Citing Geospatial Data

When citing a shapefile, GeoTIFF, web service, or any other geospatial layer, follow the ACMLA Recommended Best Practices, which call for seven core elements: creator, dataset title, scale or geographic extent, publisher, year, file format, and a persistent URL or DOI. Below are some helpful citation guides and examples:

Citing Paper and Scanned Maps

For print or scanned sheet maps such as National Topographic System maps, historical fire-insurance plans, or georeferenced air photos, list the sheet title, edition or flight number, scale, publishing agency, year, and the holding institution. Below are three excellent resources for correctly citing paper maps in academic work.

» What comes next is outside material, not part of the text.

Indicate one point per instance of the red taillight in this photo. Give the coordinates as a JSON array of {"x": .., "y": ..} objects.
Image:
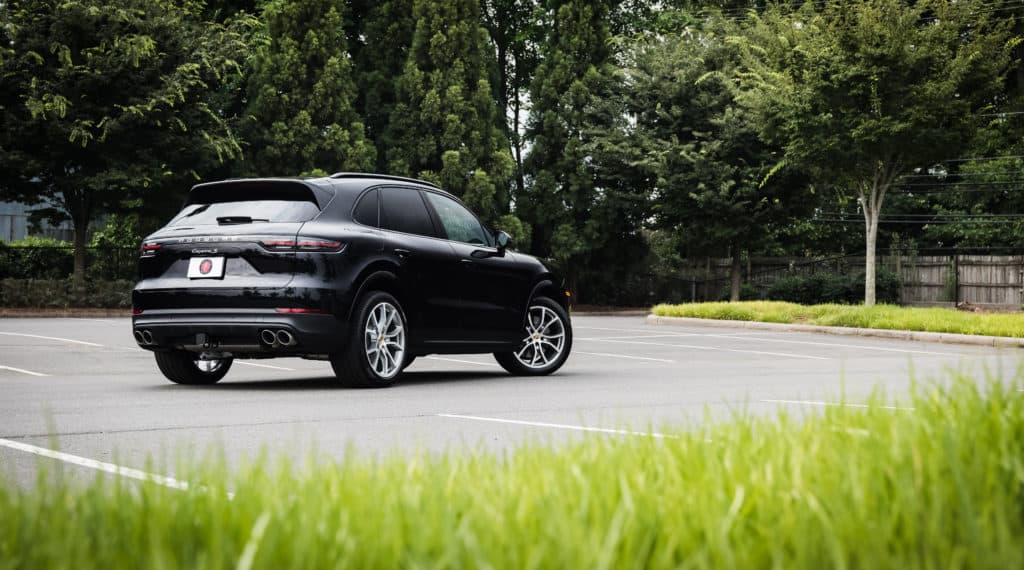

1. University of North Texas — Citations & Style Guide
Offers detailed examples for a wide variety of map formats—including single-sheet maps, atlases, facsimiles, topographic series, and more formatted according to Chicago-style conventions.

2. University of Wisconsin–Madison — Guide to Citing Geospatial Data, Maps, or Atlases
Provides structured guidance on citing maps, geospatial data, and atlases, with explicit templates and examples for single sheet maps, map series, facsimiles, book or journal embedded maps, and GIS produced maps.

3. Boise State University — Maps Citations
A user friendly guide offering APA and MLA style formats for citing sheet maps with author, year, title, edition, scale, and publisher information.

Licensing

Most datasets in the GMDC inventory and Scholars GeoPortal are covered by TMU’s academic site licences, allowing teaching, research, and publication as long as you credit the source and do not redistribute the raw files. Some open data layers carry Creative Commons or Open Government licences which may prohibit commercial use and impose secure storage and deletion clauses when your project ends, so always review the licence text linked on each record.